The impact of these events on GDMT uptitration was significant: 70% of those with a proBNP increase didn’t have uptitration of their beta-blocker whereas about 70% of those without an event did, and 80% of those with hyperkalemia didn’t get uptitration of their renin-angiotensin-aldosterone system inhibitor compared with uptitration for 75% of those without an event.
“Patients with safety events during this should not be labeled as GDMT intolerant necessarily, but should instead identify patients in whom slower GDMT titration may be needed, as opposed to not moving any further,” Cox argued.
Tomasoni agreed. In case of natriuretic peptide elevations, for example, she said: “We need to check for clinical signs of congestion. If clinical signs of congestion are present, I would suggest uptitrating loop diuretics. And as regard beta-blockers, it’s true that an increase in NT-proBNP levels could be considered as an episode of worsening heart failure.

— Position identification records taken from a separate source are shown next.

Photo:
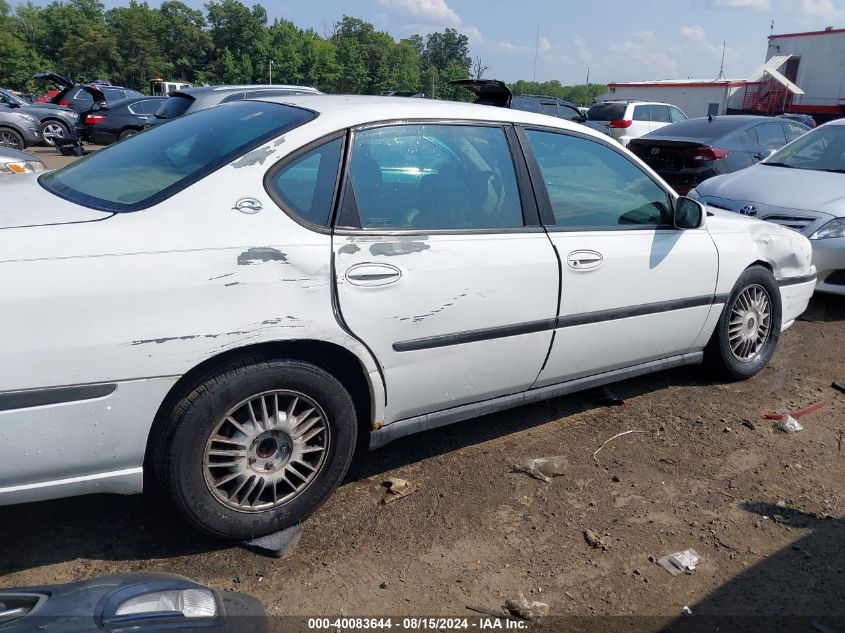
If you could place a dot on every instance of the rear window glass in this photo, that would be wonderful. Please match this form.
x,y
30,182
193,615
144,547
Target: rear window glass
x,y
165,159
606,112
174,106
702,129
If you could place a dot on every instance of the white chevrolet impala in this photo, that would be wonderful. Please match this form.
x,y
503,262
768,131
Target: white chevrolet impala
x,y
229,303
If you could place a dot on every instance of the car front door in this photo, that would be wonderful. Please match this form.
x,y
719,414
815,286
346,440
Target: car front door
x,y
441,265
634,289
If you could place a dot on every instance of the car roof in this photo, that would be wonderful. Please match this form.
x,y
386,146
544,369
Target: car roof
x,y
204,90
347,111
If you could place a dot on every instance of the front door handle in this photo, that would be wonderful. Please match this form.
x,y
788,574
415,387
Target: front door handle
x,y
584,260
367,274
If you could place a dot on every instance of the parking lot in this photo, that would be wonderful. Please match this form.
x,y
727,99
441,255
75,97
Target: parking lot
x,y
764,509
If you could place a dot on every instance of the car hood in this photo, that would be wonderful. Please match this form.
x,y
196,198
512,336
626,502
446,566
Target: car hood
x,y
25,203
487,91
800,189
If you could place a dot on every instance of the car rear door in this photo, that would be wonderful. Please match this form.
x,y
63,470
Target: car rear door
x,y
634,289
441,265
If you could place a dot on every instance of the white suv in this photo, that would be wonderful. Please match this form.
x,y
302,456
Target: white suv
x,y
625,120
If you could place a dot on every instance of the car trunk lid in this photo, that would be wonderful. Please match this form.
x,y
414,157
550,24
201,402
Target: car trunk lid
x,y
25,203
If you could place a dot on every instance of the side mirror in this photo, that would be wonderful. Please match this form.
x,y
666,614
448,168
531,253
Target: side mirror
x,y
689,213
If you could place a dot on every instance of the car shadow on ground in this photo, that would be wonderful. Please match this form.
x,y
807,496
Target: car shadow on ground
x,y
798,588
141,527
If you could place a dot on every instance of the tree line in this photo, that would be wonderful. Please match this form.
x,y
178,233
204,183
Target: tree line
x,y
228,43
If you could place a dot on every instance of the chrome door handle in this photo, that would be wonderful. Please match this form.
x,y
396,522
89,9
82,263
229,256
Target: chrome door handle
x,y
366,274
584,260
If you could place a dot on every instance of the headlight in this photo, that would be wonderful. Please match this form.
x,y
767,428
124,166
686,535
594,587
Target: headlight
x,y
834,228
191,603
22,167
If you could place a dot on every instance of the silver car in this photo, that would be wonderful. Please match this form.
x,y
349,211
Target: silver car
x,y
802,187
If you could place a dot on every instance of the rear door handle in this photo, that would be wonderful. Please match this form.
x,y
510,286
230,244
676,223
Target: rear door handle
x,y
584,260
368,274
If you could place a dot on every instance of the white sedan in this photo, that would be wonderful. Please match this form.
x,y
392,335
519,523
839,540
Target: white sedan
x,y
230,302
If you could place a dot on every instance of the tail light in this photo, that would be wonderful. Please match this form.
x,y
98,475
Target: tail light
x,y
709,153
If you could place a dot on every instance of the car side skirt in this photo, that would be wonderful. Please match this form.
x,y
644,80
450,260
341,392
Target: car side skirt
x,y
437,419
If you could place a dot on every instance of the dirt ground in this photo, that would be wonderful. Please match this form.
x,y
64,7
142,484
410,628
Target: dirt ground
x,y
765,510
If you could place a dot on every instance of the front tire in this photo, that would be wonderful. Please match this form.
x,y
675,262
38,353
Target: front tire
x,y
749,328
52,130
257,447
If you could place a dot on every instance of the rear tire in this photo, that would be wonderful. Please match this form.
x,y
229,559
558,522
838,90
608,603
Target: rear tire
x,y
11,138
748,330
242,456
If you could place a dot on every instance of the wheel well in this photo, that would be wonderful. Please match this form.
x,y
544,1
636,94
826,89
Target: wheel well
x,y
336,360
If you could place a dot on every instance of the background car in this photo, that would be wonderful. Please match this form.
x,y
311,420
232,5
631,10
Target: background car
x,y
496,93
82,97
284,264
801,187
626,120
686,154
13,161
119,120
19,130
55,120
806,119
194,99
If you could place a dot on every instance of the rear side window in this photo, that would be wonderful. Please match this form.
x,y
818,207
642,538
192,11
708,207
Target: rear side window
x,y
592,186
660,114
306,186
769,135
642,113
434,177
174,106
606,112
168,158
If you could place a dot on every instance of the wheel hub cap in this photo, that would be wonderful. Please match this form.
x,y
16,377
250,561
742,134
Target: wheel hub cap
x,y
750,323
266,450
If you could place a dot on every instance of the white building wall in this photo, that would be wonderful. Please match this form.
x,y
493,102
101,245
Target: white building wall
x,y
821,72
693,100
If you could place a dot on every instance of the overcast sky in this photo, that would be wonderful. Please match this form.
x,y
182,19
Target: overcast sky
x,y
620,40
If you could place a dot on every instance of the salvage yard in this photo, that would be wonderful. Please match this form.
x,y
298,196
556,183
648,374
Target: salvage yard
x,y
765,510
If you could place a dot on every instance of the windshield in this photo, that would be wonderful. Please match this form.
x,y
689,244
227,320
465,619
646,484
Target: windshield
x,y
152,166
606,112
174,107
822,149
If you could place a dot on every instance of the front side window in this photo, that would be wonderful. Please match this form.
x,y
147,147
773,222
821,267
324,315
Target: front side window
x,y
592,186
166,159
428,177
306,185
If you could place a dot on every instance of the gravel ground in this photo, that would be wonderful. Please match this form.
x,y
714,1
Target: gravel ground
x,y
765,510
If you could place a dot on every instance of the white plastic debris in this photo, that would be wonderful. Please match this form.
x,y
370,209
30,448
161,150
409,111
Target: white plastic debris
x,y
542,468
680,562
788,424
527,610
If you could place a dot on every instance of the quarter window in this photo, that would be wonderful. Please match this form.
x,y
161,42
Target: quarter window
x,y
434,177
306,186
591,185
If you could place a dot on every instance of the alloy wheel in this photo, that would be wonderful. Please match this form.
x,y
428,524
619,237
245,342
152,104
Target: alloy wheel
x,y
266,450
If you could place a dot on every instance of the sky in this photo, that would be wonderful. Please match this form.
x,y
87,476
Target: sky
x,y
619,40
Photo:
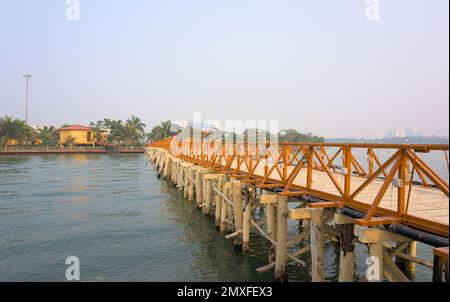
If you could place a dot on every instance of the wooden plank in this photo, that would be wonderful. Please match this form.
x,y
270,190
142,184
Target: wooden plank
x,y
376,221
300,214
377,235
266,199
441,252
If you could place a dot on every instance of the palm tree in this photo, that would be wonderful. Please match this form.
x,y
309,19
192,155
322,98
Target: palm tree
x,y
134,129
70,140
48,136
15,129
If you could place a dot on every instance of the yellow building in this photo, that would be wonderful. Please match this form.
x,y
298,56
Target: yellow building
x,y
76,135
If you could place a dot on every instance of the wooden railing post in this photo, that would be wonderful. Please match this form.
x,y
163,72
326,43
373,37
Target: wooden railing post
x,y
348,170
401,207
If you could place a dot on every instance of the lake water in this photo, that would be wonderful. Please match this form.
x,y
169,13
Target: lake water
x,y
123,224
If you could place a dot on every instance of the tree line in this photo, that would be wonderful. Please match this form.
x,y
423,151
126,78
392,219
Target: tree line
x,y
130,132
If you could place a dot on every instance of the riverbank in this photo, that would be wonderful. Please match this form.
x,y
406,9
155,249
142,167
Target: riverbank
x,y
65,151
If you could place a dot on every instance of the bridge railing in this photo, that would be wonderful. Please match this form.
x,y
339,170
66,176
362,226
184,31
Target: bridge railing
x,y
383,180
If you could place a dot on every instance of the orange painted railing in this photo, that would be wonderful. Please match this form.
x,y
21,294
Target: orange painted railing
x,y
349,170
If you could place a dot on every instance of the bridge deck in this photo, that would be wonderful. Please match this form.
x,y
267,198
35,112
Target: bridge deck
x,y
427,203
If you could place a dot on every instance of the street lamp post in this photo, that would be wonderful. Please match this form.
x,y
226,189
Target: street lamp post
x,y
28,77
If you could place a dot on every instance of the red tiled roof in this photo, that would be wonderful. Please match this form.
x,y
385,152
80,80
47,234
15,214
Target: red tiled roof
x,y
76,127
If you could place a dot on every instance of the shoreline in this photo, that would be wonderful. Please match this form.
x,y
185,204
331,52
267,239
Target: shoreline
x,y
62,152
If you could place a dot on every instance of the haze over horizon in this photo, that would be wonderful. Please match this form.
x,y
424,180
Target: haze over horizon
x,y
316,66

But in our protocol … we maintain beta-blockers. So it’s important not to stop, not to down-titrate, but to slowly uptitrate.”
STRONG-HF was funded by Roche Diagnostics.
Tomasoni disclosed speaker fees from Boehringer Ingelheim, Alnylam Pharmaceuticals, and Pfizer.
Heart Failure Society of America
Source Reference: Tomasoni D “Safety indicators in patients receiving high-intensity care after acute heart failure admission: The STRONG-HF trial” HFSA 2023.